How should we build a BVH for this animation? We have a few different situations:
- The track is large and static: we should build a high-quality BVH once for this.
- The race cars move, but do not deform; so they could be refitted.
- The audience next to the track goes through a simple animation sequence: we could precalculate a small set of BVHs for this.
The challenge is of course in the combination. How to handle that is the topic of the next article.
Closing Remarks
The complete code for this project (for Windows / Visual Studio) can be found on GitHub.
Enjoyed the article? Spotted an error?
Ping me on Twitter (@j_bikker), comment on this article, or send an email to bikker.j@gmail.com.
You can also find me on Github: https://github.com/jbikker.
Or read some more articles: https://jacco.ompf2.com. Some favorites:
- Wavefront path tracing
- Probability Theory for Physically Based Rendering – part 1
- Probability Theory for Physically Based Rendering – part 2
- OPT#3: SIMD (part 1 of 2) – also check the other optimization blog posts!

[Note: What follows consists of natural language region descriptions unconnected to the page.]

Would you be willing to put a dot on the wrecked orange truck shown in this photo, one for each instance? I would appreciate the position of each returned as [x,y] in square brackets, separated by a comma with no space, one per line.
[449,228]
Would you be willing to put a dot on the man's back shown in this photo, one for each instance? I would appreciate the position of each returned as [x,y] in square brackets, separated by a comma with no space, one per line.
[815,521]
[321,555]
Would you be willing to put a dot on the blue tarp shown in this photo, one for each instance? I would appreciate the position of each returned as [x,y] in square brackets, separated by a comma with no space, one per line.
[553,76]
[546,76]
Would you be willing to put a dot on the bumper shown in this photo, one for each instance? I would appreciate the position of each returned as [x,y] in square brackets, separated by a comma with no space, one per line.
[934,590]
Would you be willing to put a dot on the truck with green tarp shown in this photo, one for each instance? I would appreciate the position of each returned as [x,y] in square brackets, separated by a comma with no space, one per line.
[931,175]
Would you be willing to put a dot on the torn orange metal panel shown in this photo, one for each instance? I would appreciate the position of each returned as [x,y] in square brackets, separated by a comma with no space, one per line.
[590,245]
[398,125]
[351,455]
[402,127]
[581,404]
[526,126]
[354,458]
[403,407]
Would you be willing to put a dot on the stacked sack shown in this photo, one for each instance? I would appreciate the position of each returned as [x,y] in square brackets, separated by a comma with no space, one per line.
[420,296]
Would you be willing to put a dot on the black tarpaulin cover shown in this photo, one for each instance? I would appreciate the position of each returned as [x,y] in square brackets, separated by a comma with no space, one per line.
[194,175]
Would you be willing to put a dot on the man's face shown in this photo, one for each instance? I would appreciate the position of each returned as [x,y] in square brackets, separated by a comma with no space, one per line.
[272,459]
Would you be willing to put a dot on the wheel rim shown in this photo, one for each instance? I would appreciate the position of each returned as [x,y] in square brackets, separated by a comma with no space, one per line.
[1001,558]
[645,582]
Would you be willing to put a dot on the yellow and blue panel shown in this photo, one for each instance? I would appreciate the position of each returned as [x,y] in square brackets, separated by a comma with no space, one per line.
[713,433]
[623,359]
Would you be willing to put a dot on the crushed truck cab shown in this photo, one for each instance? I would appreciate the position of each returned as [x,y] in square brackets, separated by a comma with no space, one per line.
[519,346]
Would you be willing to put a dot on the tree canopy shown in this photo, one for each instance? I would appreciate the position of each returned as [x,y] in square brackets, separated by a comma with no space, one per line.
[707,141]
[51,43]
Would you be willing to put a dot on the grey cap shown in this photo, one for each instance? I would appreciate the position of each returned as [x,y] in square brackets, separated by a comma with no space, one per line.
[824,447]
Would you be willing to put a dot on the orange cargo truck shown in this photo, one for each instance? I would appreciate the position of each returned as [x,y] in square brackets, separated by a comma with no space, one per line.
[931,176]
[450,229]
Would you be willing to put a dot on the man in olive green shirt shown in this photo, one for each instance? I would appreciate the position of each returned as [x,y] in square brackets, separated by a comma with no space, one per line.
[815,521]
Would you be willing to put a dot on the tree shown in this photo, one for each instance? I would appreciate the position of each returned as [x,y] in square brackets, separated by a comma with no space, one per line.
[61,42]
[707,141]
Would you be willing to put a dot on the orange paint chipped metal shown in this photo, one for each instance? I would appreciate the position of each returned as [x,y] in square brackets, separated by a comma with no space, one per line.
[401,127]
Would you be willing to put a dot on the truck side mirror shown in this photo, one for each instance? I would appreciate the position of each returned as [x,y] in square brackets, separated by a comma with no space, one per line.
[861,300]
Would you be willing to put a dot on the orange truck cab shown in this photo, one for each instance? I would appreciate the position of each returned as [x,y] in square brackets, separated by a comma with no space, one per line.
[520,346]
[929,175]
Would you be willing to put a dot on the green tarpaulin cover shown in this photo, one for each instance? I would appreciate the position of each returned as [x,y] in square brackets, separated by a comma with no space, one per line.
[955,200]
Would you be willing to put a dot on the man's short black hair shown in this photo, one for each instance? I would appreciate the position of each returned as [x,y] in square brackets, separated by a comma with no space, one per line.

Big Ben is a bell. That is Elizabeth Tower.
O really? I didn’t know that. Thanks, I will update the text!
If a mesh is just rotating, like the cars, could you instead just calculate a single BVH, then rotate the ray as it enters the bounding box to test for collisions against the individual polygons? Great articles by the way!
Thanks!
And indeed, for rotation and translation we can transform the rays. This is covered in article #5 (under construction right now).